I use Edge because its got the same rendering engine as Chrome but its not Chrome. I use Firefox more than Edge, though.
I find Teams saccharine but usable, especially for jumping onto quick work calls (a lot more seamless than Zoom). I don't like Microsoft trying to turn everything into Teams.
I realized I'd been so used to keyboard commands to switch Outlook between mail, calendar, and contacts that I'd have no idea how to switch if the keyboard commands reorganized, because everything moved around. It took me a while to notice where the buttons are now.

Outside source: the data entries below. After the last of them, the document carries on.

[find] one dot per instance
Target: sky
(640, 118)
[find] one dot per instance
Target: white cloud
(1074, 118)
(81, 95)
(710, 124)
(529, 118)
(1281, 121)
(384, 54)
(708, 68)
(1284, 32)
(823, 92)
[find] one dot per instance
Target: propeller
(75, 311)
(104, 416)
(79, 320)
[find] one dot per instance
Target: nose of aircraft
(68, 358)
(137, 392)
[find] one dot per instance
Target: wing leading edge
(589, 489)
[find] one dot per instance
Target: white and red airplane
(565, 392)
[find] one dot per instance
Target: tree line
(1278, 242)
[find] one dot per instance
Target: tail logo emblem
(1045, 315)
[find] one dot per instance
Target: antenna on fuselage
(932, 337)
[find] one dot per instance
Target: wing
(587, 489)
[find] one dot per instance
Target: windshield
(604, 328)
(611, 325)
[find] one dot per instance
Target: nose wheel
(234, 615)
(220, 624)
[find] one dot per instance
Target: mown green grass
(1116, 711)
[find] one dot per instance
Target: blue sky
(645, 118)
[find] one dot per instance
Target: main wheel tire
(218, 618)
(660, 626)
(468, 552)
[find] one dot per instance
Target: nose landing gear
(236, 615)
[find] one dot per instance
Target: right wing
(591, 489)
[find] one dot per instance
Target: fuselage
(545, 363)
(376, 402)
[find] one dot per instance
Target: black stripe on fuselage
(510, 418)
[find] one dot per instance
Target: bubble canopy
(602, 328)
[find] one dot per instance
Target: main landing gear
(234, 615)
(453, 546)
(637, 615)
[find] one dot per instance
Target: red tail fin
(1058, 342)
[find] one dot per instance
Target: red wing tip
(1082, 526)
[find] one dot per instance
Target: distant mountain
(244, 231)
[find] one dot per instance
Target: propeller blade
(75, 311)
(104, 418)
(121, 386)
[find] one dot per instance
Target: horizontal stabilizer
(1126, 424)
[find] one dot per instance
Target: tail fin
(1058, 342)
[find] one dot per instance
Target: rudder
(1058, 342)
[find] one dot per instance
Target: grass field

I am peeved that they took the longer keyboard sequences and started throwing in numbers - so before, a line graph in Excel was Alt,N,N, now it's Alt,N,N1; and to insert a comment R,C changed to R,C2. I guess they wanted to have more than 26 commands after each first letter and didn't care enough to, say, just give the new commands letters that didn't mess up the old ones (say, starting with numerals).
You can get a 4TB hard drive for like 80 bucks. An old one got filled by time machine because it's inefficient so I just bought a couple new ones and have backup copies and it should be good for a couple years. Setting it up as a time capsule takes five minutes. I call it RAID negative 1.
52: what do you use as a router? Asking for recommended brands.
The backup disk is connected directly to the mac, but rest of the house is a Google onhub with Google mesh devices.
I replaced (partially) Ume's time machine with a proper router
I read this as a paper router a few times.
I got some external hard drives, but they kept failing, and when I tried to get tech support, the staff seemed to be intentionally disconnecting on me. (This was all Western Digital, maybe they're especially bad.)